Show Notes
Sen Chuck Grassley’s (R-IA) office released records showing that prosecutor Jack Smith had subpoenaed the phone call data from 8 Republican senators while he pursued a case against President Trump in 2022. Smith’s case began at the Biden Federal Bureau of Investigation (FBI) under the codename “Arctic Frost.”
These were “administrative subpoenas,” notes Peter Schweizer, host of The Drill Down podcast, “which means they didn’t even go through a judge.” Smith’s investigation was into the so-called “fake electors” allegation, that after the 2020 election that he lost, Trump’s supporters were trying to create fake slates of electors from swing states to contest the Electoral College official vote count.
But the senators targeted by the subpoenas were not from swing states, except for Sen. Ron Johnson of Wisconsin. Grassley and other Senate GOP members are livid about the revelation, which was obtained they said from a whistleblower and not through FBI cooperation. Grassley’s oversight committee is investigating FBI activities during the Biden administration, alleging that during the administration of President Joe Biden the bureau was being politically weaponized against Biden’s political enemies.
And up pops a familiar name to fans of The Drill Down podcast: Tim Thibault.

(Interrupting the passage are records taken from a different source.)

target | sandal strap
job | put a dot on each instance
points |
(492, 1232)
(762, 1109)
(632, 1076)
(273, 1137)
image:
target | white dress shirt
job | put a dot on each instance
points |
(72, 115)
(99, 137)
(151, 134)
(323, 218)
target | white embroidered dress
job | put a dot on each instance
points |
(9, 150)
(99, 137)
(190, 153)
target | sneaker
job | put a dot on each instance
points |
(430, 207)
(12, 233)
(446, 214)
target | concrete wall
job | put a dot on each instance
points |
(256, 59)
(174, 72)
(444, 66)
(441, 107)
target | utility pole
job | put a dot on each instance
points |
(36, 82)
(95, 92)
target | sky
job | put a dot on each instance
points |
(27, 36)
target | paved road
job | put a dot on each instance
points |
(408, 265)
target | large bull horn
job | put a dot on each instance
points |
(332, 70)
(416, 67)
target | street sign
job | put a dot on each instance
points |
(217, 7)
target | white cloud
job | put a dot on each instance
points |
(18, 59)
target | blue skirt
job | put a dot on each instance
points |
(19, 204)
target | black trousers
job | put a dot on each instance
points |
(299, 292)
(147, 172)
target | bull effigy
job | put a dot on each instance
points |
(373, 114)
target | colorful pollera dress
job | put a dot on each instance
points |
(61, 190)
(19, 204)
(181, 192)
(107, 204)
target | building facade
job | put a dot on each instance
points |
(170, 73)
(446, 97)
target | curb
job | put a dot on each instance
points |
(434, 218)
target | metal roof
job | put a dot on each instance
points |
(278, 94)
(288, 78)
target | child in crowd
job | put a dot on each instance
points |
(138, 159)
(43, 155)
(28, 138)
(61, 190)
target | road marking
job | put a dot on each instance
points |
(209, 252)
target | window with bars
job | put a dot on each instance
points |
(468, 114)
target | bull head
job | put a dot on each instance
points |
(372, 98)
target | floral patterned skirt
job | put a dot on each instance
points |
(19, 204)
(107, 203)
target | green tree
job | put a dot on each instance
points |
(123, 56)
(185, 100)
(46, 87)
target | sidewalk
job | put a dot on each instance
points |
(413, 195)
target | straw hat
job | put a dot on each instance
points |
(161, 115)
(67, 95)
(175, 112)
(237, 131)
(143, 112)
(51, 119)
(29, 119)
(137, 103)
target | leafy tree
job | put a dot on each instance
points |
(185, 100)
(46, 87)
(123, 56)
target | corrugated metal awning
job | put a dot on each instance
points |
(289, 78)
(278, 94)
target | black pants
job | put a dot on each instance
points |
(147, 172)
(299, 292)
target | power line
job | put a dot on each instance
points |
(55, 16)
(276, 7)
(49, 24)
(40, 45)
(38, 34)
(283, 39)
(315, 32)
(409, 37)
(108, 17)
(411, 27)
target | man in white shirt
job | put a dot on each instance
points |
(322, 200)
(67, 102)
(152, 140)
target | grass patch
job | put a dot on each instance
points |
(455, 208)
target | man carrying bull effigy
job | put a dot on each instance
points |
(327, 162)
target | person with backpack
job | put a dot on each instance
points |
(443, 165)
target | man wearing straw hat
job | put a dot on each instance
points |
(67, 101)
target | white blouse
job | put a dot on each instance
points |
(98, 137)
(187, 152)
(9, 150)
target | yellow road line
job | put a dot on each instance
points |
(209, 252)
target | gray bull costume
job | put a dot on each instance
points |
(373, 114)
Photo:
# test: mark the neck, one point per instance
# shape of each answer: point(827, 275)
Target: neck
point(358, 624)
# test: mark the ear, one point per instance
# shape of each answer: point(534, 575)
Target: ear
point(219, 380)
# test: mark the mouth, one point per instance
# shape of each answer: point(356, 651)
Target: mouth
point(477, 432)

In 2022, Grassley had alleged that whistleblowers reported Thibault had sought to close “an avenue of additional derogatory Hunter Biden reporting” and sought to prevent it from being reopened. Thibault voluntarily retired shortly afterwards. Thibault’s fingerprints were also found on the Arctic Frost investigation, Grassley charged.
“Thibault’s the guy that initiated Arctic Frost. And here’s what I find so interesting about this, because we have a history with Tim Tebow,” says Peter Schweizer. “Tebow was very reluctant to investigate anything involving corruption by the Bidens or by the Clintons. He is the one that we now know that helped kill off the Clinton Foundation investigations in 2016. There were five field offices that were looking into it, and he killed that off.”
Not only that. “He actually worked very aggressively to effectively kill off the Biden corruption investigation,” Schweizer says. “I have reasons to believe based on a New York Times article that he outed me as somebody who had been a source for the FBI and the Biden corruption investigations.”
“Remember Tony Bobulinski? Remember the communications about ‘the Big Guy?’ He brought those to the FBI. And who did he bring them to? Tim Thibault. What did Thibault do? He didn’t share them with anybody at the FBI. He basically covered them up and the Hunter Biden laptop investigation,” Schweizer continues. “They got the laptop in late 2019. They commenced ‘analyzing’ the laptop in August of 2020. So, they waited nine or 10 months.”
“Here’s a guy who is not aggressive, who has shied away from investigating powerful people when they’re Democrats. Now comes Arctic Frost and this guy is like a hammer. He’s out there aggressively pushing this from the beginning, and he gets an assist from another familiar name…”
That would be Judge James Boesberg.
“We did a podcast on the effort to deport alleged Venezuelan gang members and the judge who has been working to block that effort,” Schweizer says. “When Jack Smith got the phone records, he had an assist from this judge, an Obama-appointed judge who not only did not stop Jack Smith from getting his phone records, but apparently in violation of some law says a gag order was in place so that the senators weren’t notified that their phone records were being given to the Department of Justice.”
“What’s going on here is you have a witch hunt,” Schweizer says.
All this has resurfaced because Republicans snuck a provision into the just-passed bill to reopen the government that allows those senators and congressmen whose phone records were seized by the FBI to sue for up to $500,000 per infraction. Democrats objected and tried unsuccessfully to strip the provision before reopening the government, but the Republicans prevailed. Most of the affected senators have said they either will not sue, or would give away any money awarded from such a suit.
That doesn’t impress Peter Schweizer. “This is the kind of crap that people get cynical about,” he says.
“I have no problem if you want to get justice, but you should not be getting rich by getting half million dollars because of these cases, especially when you consider that the (funding) bill was meant to reopen the government.”
Co-host Eric Eggers chimes in. “Not a good look.”
(Editor’s note: The House of Representatives voted late Wednesday to strip the lawsuit provision from the funding bill. The decision on whether to retain it now goes back to the Senate for reconsideration.)